[nos-bbs] working IP access configuration
Jay
jjn at nuge.com
Fri Jan 16 10:24:03 EST 2026
Greetings Maiko,
On Thu, 15 Jan 2026, maiko at pcsinternet.ca wrote:
> Anyone got a working (confirmed) JNOS 'ip access' configuration ?
> This is driving me (yup) nuts !
> Maiko / VE4KLM
See attached "access3.rc"
This is what we used on the JNOS Hamgates all across the State of
Michigan. Worked VERY well for us in the days of a *closed* and
relatively safe 44Net (using IPIP Encapsulation) when the only packets
with a 44 address were assured to be from another licensed Ham somewhere
in the world. That was before BGP ruined that and now the barn doors are
wide open and a 44 packet could come from anyone, anywhere, with no idea
if they are actually a licensed Ham or not. Sad....
Hope it helps.
--- Jay WB8TKL
o Past IP Address Coordinator for 44.102/16 Michigan
-------------- next part --------------
# Gateways-Access-FAQ
#
# Start of ACCESS.RC file
# ***********************
# NB: The IP ACCESS and TCP ACCESS frame work is based on IP ACCESS and TCP
# ACCESS control files shown below written by VE3RKS at VE3UOW and by
# VE3PNX at VE3RPI.
#
# - This file should be sourced into your autoexec.nos file after all ports
# have been attached and defined.
# - This file also contains a handy summary of what TCP/UDP ports are
# commonly used.
# - This file contains information on the use of TCP ACCESS and IP ACCESS
# - All lines begin with # symbols. This is to allow this file to be
# sourced into your autoexec.nos after being edited for you specific setup.

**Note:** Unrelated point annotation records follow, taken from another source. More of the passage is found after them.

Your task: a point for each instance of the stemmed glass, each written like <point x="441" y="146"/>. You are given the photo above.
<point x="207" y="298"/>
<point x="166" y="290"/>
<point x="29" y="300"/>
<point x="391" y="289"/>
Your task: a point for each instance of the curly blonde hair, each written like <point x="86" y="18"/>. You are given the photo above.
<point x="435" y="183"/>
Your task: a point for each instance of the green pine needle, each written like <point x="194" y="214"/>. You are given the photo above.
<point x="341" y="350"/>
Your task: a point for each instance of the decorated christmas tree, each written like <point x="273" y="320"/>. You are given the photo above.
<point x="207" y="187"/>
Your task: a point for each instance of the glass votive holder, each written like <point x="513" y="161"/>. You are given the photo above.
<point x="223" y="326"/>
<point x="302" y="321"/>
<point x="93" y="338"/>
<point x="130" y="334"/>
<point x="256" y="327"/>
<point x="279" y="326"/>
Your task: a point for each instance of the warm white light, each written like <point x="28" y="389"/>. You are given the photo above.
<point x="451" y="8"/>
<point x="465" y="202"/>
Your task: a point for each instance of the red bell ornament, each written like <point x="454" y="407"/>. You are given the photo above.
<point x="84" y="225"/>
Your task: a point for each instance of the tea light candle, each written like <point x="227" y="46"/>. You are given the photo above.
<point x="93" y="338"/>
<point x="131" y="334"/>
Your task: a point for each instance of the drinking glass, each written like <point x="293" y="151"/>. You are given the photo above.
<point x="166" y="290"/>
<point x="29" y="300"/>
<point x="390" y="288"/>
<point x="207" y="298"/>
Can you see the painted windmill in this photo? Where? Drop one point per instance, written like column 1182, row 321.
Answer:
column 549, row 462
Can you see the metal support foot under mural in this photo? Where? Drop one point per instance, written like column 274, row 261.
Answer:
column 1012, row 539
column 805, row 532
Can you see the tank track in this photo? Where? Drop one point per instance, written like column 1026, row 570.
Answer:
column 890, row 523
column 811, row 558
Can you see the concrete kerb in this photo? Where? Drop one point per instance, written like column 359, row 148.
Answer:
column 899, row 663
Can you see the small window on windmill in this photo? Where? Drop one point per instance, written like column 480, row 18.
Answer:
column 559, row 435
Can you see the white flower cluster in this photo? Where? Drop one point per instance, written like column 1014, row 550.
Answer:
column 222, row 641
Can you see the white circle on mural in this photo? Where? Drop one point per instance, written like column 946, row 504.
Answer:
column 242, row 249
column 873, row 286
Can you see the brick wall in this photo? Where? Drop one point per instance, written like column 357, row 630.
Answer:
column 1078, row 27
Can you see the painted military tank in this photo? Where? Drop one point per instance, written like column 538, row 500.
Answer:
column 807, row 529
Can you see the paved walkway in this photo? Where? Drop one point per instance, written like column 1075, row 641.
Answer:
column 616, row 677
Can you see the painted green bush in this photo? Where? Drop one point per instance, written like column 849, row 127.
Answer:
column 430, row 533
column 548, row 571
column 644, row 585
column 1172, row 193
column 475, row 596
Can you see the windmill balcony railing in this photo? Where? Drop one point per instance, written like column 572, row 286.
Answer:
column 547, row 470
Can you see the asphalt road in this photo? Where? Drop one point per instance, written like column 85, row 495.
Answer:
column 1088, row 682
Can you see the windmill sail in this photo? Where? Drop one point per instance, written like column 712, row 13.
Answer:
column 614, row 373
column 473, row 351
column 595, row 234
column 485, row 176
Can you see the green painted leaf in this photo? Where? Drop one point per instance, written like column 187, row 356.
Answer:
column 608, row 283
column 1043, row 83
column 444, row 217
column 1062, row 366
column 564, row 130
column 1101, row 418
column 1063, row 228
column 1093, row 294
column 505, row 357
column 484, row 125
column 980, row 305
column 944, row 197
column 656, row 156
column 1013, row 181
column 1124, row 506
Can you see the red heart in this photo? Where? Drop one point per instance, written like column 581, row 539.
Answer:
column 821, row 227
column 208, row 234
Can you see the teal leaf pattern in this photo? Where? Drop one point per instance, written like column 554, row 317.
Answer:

# Lines that do not begin with # symbols are valid NOS IP and TCP ACCESS
# commands.
#
# Ports of interest for both UDP and TCP
# **************************************
# 1 - 3599 - SERVER PORTS limit access based on local rules UDP and TCP
#
#***************************************************************************
# 7 - ECHO
# 9 - DISCARD
# 20 - FTP-DATA
# 21 - FTP-CONTROL
# 23 - TELNET
# 25 - SMTP
# 57 - SECONDARY TELNET
# 67 - BOOTP
# 79 - FINGER
# 87 - TTYLINK [Operator chat]
# 97 - AXIP/IPIP/IPTUNNEL
# 109 - POP2
# 110 - POP3
# 119 - NNTP
# 513 - RLOGIN/RWHO
# 525 - TIME DAEMON
# 1234 - REMOTE
# 1235 - CALLSIGN DB
# 3600 - CONVERS [Only AMPR.ORG domain should have access]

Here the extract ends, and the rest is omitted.